Ainsi, il serait plus juste de dire que je me fais dans la mesure où j’embrasse l’ensemble de mon existence passée : ce n’est pas mon passé qui me détermine, mais moi-même qui m’identifie à mon passé et y puise ma liberté.
Conclusion
Notre parcours nous a conduit à opposer deux conceptions antithétiques du temps : la première nous faisait voir que l’identité du moi n’était rien d’autre que le développement prévu d’une essence immuable, au risque de rendre diffuse la distinction entre le passé et le présent ; la seconde nous montrait que l’identité était justement coupure vis-à-vis de toute essence prédéfinie dans mon passé, au risque de vider le moi de tout contenu colorant cette liberté retrouvée. Nous avançons donc que c’est moins mon passé qui fait de moi ce que je suis, que moi qui suis d’autant plus moi-même que je laisse affluer l’ensemble de mon passé, dans toute sa richesse. C’est seulement l’infinie richesse de ces expériences passées qui peut accoucher d’une liberté et d’une identité authentique pour le moi. De ce point de vue, la liberté s’oppose moins au déterminisme qu’à la routine sédimentée.
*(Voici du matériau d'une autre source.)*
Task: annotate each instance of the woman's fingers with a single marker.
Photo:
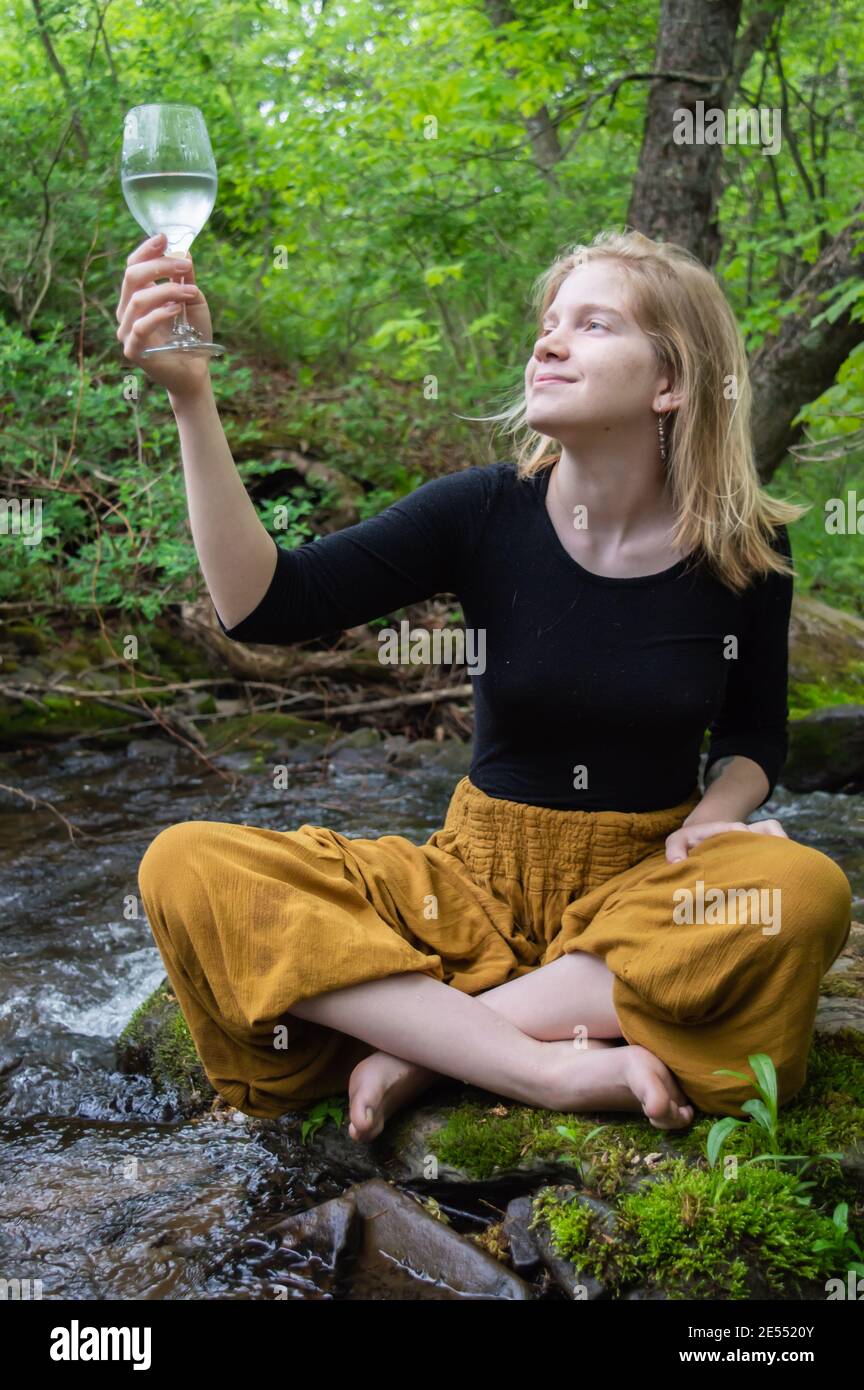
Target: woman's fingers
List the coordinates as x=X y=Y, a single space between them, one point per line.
x=143 y=271
x=142 y=328
x=153 y=296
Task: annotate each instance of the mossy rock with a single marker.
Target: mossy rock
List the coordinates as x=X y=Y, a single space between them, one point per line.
x=60 y=716
x=156 y=1043
x=267 y=731
x=27 y=638
x=699 y=1233
x=827 y=749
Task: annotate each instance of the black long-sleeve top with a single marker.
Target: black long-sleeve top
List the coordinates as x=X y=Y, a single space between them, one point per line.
x=596 y=691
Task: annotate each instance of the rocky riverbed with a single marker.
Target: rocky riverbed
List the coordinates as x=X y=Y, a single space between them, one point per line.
x=125 y=1178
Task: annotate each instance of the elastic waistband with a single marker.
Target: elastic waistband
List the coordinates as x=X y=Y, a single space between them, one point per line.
x=513 y=837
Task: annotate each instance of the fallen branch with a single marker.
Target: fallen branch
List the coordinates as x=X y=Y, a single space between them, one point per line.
x=74 y=830
x=417 y=698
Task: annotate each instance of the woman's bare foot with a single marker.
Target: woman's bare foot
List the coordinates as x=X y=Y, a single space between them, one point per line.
x=378 y=1086
x=656 y=1089
x=617 y=1079
x=381 y=1083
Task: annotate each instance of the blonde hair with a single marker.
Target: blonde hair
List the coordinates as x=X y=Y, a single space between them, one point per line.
x=724 y=516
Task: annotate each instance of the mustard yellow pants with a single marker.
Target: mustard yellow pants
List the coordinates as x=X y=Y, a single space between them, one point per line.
x=252 y=920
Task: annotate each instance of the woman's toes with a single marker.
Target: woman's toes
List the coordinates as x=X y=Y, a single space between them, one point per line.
x=361 y=1126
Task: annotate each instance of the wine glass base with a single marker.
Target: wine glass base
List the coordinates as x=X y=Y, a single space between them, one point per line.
x=192 y=345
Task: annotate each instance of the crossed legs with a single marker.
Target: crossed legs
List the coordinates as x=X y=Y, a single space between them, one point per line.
x=516 y=1039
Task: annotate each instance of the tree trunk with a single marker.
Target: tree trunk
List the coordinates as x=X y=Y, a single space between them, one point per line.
x=677 y=186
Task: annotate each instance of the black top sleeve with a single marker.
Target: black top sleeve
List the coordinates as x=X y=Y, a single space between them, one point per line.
x=416 y=548
x=753 y=720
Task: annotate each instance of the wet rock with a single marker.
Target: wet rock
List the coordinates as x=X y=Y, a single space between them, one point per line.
x=827 y=751
x=524 y=1251
x=363 y=737
x=385 y=1244
x=156 y=1043
x=329 y=1230
x=825 y=645
x=150 y=749
x=577 y=1283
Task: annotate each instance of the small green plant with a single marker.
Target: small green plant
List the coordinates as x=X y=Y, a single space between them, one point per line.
x=578 y=1141
x=763 y=1111
x=331 y=1108
x=842 y=1241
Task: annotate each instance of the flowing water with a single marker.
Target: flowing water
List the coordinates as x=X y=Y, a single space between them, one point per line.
x=104 y=1193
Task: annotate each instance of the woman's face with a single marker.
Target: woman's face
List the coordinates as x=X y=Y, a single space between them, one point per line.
x=603 y=362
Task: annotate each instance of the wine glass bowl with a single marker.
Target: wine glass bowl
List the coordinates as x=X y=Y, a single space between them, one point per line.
x=168 y=180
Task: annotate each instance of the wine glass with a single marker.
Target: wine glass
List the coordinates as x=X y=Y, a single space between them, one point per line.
x=168 y=177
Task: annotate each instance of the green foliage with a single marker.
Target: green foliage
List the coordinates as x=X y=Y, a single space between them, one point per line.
x=381 y=217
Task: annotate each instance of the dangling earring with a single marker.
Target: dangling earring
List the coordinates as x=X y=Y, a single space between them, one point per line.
x=661 y=432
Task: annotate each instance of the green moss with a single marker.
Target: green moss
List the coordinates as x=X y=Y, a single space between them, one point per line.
x=59 y=716
x=696 y=1235
x=481 y=1140
x=577 y=1235
x=175 y=1059
x=156 y=1043
x=824 y=691
x=27 y=637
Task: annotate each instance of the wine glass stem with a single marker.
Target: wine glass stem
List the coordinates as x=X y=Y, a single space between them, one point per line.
x=184 y=323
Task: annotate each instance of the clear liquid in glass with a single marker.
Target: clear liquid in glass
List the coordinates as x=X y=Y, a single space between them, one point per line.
x=177 y=205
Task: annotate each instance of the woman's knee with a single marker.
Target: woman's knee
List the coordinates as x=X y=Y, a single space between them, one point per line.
x=170 y=856
x=820 y=898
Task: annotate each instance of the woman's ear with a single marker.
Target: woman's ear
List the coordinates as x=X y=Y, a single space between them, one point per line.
x=667 y=399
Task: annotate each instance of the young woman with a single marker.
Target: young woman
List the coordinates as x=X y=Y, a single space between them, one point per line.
x=572 y=936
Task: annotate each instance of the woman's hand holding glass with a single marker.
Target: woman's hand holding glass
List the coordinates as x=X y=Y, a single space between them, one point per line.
x=146 y=313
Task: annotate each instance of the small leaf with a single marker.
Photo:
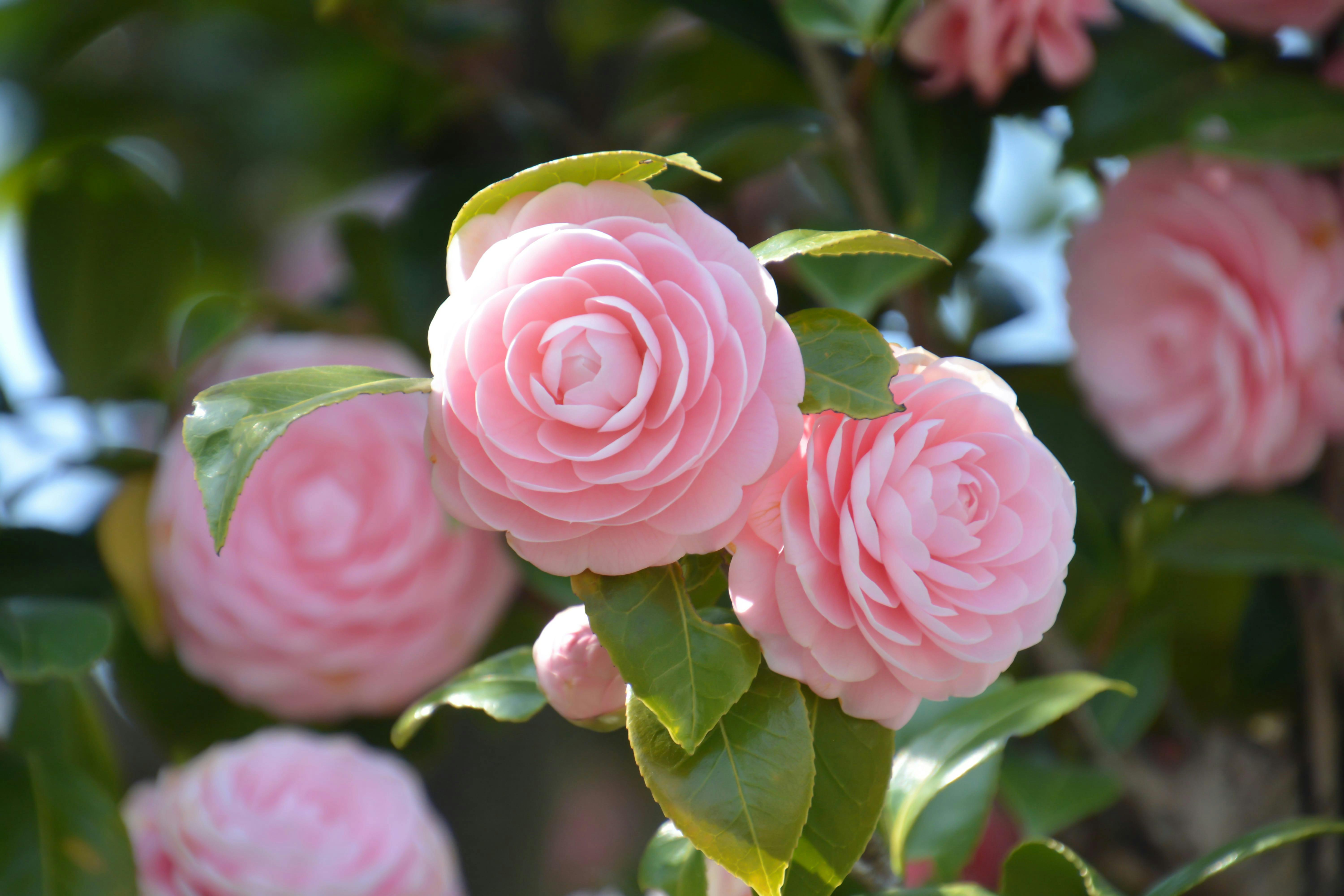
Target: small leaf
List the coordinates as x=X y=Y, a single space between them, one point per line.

Voilà pour cette proposition de corrigé, qui devrait t’aider à voir à quoi pourrait ressembler une copie de philosophie. J’ai un peu enrichi les arguments tirés d’auteurs, pour cela puisse resservir pour d’autres dissertations aux sujets proches. Un tel niveau d’érudition et de technicité n’est évidemment pas attendu en terminale, mais c’est un idéal que l’on peut garder en tête.